Sonneneruptionen und damit verbundene koronale Massenauswürfe können – wenn sie auf die Magnetosphäre der Erde treffen – schwerwiegende Folgen haben: Störungen der Telekommunikation, Satelliten-Abstürze und großräumigen Stromausfälle. Doch bislang ist die Vorhersage solcher Eruptionen schwierig und ungenau. Das könnte sich nun ändern: Ein Forscherteam aus Japan hat ein neues physikalisches Modell entwickelt, das bevorstehende Eruptionen und Massenauswürfe bis zu 24 Stunden im Voraus erkennt. Die Wissenschaftler haben ihr Modell erfolgreich anhand von Beobachtungsdaten des US-amerikanischen Forschungssatelliten „Solar Dynamics Observatory“ SDO getestet, wie sie im Fachblatt „Science“ berichten.

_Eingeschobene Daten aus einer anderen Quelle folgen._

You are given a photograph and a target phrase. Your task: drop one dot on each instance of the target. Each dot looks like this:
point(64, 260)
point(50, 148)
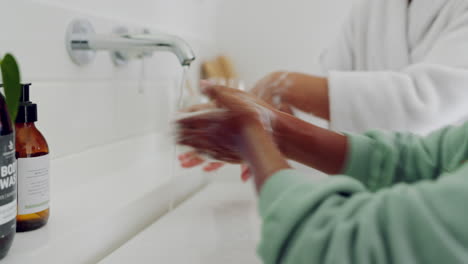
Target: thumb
point(223, 96)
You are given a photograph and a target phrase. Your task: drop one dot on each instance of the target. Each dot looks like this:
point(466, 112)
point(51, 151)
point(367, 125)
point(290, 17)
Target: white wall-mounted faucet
point(82, 43)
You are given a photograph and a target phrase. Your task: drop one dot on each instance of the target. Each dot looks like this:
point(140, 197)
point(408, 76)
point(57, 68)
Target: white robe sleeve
point(419, 98)
point(339, 54)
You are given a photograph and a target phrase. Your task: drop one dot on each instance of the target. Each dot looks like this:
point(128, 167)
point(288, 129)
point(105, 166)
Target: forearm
point(313, 146)
point(262, 155)
point(308, 93)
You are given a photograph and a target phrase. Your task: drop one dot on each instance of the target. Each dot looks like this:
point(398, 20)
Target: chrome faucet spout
point(81, 38)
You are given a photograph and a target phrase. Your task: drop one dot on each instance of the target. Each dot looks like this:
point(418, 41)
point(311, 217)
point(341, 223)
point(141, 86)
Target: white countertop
point(219, 224)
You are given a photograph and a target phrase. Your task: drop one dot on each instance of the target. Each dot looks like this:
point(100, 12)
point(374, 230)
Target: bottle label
point(33, 184)
point(7, 184)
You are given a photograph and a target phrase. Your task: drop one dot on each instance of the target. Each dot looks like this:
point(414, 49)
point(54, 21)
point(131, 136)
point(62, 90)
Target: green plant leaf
point(11, 84)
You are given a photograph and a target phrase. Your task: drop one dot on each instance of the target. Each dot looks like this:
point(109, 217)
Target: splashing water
point(184, 82)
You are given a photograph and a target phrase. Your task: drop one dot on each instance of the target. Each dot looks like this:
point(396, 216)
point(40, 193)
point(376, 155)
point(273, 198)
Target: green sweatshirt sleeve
point(379, 159)
point(338, 220)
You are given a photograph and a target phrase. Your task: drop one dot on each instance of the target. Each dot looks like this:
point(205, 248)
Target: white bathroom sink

„Die genauen Mechanismen, die Sonneneruptionen auslösen und antreiben, sind bislang nicht bekannt“, erläutern Kanya Kusano von der Universität Nagoya und seine Kollegen. „Das erschwert die Vorhersage dieser Ereignisse. Sie basiert bislang überwiegend auf empirischen Methoden.“ Das bedeutet: Da Eruptionen zumeist bei großen Sonnenfleckengruppen auftauchen, gehen die Sonnenforscher davon aus, dass Sonnenflecken, bei denen es bereits Eruptionen gegeben hat, auch weitere Eruptionen produzieren. Das ist jedoch höchst ungenau und kann zudem nicht vorhersagen, welche Fleckengruppen aktiv werden – und wann ihre Aktivität endet.

Auslöser für solare Eruptionen ist, soviel wissen die Sonnenforscher heute, eine lokale Umstrukturierung des Magnetfelds – die „magnetische Rekonnektion“ –, durch die große Mengen an magnetischer Energie in Bewegungsenergie umgewandelt werden. Kusano und seinen Kollegen gelang es jetzt offenbar, den Beginn dieses Prozesses anhand von Magnetfeldmessungen zu identifizieren: Unmittelbar an der Oberfläche der Sonne kommt es zunächst zu minimalen „Rekonnektionen“, die eine sich selbst verstärkende magnetohydrodynamische Instabilität mit sich immer weiter ausbreitenden Umstrukturierungen des Magnetfelds einleiten.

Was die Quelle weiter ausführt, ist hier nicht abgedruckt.